After an area is selectively harvested, regrowth occurs quickly, Zeine said. “Mother Nature does a very good job.
“A harvest provides shelter, wood, seeds for new trees,” he added. “The value is that two smaller trees next to (a mature tree) ...will grow if we remove the mature tree.”
Zeine said long-term forest management and density management, “provides the optimum level of growth.”
Certain areas of trees at Charlene Susan Besse Park in Torrington are expected to be harvested next year, said J. Brett Simmons, superintendent of the Parks & Recreation Department.
All but 10 acres of the 90-acre park are forested, according to city documents.
“We want to improve the health of the forest and regenerate (growth) and remove hazardous trees,” Simmons said.
Areas of the forest, called stands, have been selected by the city for selective harvesting, according to a 2017 management plan.
Fifty percent of the funds for the harvest project and trail clearing were provided by a matching grant from the “America the Beautiful” organization, Simmons said, through the state Department of Energy and Environmental Protection.
Forester Andrew Bosse, of New Hartford, has been hired to choose which trees should be harvested in the selected stands. Bosse reported that “a good quality of oak and hardwoods” are available.
“I’m getting started on the field work. I’ll mark the timber and tally it for a timber sale,” he said.
The next step, Bosse added, is to send out bid packages and set a date. He will the do a site walk with the interested bidders, such as limber companies and loggers. “They will see the quality and decide whether they want to bid,” Bosse noted.
He doesn’t know how much the winning bid will amount be. “I never cease to be surprised. The prices can be all over the map. It depends on if the logger needs work, or how badly a company wants it.”
There is now more forest in Connecticut than in the mid-1800s, Milne said.
“During the Industrial Revolution, people clear cut trees to get wood for charcoal. The best wood for the process was red oak and chestnuts. They cut a lot of them,” he noted.

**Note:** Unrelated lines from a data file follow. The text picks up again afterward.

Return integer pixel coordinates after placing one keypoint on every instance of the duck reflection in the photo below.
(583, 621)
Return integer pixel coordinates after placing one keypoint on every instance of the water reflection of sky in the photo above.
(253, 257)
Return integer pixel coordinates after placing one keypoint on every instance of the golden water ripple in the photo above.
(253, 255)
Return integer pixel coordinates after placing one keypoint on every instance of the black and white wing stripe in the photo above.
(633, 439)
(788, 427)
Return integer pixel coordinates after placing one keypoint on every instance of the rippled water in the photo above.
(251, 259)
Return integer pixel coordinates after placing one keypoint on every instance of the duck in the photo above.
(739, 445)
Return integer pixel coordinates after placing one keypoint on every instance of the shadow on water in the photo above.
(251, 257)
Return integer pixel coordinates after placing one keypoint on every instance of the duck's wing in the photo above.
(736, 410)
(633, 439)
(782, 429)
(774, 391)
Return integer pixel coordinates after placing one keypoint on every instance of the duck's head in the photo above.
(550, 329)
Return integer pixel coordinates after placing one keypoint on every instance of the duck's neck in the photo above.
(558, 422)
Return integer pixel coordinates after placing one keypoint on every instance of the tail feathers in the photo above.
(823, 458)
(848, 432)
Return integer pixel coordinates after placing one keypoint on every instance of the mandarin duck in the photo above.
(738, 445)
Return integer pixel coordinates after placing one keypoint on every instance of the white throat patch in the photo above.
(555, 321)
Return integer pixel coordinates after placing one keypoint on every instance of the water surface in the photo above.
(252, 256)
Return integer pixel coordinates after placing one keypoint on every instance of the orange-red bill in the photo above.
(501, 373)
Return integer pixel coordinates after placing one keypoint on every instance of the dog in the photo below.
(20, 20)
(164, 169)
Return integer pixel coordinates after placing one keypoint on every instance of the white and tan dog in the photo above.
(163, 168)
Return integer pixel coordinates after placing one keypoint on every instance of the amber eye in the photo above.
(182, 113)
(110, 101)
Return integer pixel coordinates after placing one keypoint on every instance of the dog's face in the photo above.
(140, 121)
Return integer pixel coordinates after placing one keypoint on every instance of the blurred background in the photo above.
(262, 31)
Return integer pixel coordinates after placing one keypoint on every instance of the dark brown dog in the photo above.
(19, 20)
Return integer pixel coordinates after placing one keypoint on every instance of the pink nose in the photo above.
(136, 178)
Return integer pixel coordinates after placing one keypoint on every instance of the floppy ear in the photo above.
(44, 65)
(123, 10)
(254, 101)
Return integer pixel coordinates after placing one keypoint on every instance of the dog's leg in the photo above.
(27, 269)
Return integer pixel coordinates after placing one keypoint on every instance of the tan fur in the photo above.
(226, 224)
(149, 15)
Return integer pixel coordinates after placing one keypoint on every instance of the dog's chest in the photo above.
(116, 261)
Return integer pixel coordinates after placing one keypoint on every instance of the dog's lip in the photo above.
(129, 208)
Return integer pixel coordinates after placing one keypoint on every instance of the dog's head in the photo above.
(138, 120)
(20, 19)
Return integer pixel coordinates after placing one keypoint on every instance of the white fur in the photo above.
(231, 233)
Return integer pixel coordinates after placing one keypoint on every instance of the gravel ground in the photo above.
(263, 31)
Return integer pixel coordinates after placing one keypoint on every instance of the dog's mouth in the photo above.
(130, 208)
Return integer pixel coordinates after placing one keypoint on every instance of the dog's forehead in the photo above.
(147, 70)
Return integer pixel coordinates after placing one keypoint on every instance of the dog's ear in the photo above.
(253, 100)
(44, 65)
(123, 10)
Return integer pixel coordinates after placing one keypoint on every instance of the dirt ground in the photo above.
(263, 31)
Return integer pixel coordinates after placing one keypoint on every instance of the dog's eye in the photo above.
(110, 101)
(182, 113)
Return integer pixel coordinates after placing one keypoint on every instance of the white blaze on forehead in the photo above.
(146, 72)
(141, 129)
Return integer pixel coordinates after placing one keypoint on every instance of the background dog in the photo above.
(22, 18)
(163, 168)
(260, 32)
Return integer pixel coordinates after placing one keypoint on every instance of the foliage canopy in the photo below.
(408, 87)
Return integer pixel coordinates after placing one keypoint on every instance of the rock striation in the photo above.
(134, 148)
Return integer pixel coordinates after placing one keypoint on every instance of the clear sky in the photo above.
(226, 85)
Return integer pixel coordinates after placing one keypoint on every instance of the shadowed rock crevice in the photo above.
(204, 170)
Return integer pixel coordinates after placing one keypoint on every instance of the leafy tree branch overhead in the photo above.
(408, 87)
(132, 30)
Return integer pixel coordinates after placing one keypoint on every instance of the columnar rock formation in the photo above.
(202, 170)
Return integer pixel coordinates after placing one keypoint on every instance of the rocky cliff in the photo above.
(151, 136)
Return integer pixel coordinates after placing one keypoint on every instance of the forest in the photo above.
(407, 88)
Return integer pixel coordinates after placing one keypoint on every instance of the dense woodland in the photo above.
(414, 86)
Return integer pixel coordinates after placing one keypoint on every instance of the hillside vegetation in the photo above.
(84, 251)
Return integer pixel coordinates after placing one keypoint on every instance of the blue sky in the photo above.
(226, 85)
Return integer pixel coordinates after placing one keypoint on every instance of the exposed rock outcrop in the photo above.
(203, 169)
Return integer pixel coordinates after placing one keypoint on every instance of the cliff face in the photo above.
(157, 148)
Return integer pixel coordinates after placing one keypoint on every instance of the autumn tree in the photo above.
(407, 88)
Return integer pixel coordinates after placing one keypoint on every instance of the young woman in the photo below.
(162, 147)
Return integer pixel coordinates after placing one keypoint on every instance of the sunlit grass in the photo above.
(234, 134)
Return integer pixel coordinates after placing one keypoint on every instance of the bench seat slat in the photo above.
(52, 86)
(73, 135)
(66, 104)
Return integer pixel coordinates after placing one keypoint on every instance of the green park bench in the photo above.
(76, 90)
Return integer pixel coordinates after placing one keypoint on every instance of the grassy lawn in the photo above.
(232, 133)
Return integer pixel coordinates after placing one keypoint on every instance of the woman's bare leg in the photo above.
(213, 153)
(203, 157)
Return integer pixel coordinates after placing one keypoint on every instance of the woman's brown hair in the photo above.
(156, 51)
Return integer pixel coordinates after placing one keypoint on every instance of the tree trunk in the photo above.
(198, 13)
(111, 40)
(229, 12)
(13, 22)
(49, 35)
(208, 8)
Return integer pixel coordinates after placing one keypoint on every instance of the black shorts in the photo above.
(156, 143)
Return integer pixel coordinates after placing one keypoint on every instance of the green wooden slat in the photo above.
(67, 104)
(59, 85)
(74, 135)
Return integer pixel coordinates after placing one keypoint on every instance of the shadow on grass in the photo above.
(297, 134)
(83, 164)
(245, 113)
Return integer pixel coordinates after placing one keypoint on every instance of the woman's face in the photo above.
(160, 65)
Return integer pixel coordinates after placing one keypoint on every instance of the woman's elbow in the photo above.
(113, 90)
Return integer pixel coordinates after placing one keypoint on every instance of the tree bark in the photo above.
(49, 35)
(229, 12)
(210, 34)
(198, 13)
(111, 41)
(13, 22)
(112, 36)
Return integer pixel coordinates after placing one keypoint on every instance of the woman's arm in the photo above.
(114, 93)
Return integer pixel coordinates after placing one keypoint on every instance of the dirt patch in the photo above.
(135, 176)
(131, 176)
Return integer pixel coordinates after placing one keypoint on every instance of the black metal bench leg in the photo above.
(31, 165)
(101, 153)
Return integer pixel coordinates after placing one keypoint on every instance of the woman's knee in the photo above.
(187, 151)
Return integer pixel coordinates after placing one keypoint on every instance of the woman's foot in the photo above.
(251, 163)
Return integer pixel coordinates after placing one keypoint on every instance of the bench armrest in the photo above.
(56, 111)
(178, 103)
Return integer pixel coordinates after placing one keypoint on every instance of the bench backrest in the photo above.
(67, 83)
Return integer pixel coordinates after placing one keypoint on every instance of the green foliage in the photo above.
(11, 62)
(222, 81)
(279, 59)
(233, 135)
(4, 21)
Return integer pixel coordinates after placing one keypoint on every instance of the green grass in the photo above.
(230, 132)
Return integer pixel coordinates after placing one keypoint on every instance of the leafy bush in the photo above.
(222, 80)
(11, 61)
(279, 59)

Then, American chestnut trees were decimated by the chestnut blight beginning in the early 1900s. “The forest is lower quality now, there are no chestnut trees, which had been 25 percent of forest,” Milne said.
Oak, hickory, and other hardwoods grew in place of chestnut in Connecticut, according to the U.S. Department of Agriculture’s Northeastern Research Station.
“Settlers used wood for wagons, heat, building a house and cooking,” Milne said. “A family used 25 cords of wood a year, which is an acre of timber.”
“It’s important for people to understand that we use wooden products everyday. Chairs, writing paper, packaging,” said Zeine.
When they wonder, ‘why cut something so beautiful?’ it’s to utilize management of the forest so other trees will grow.”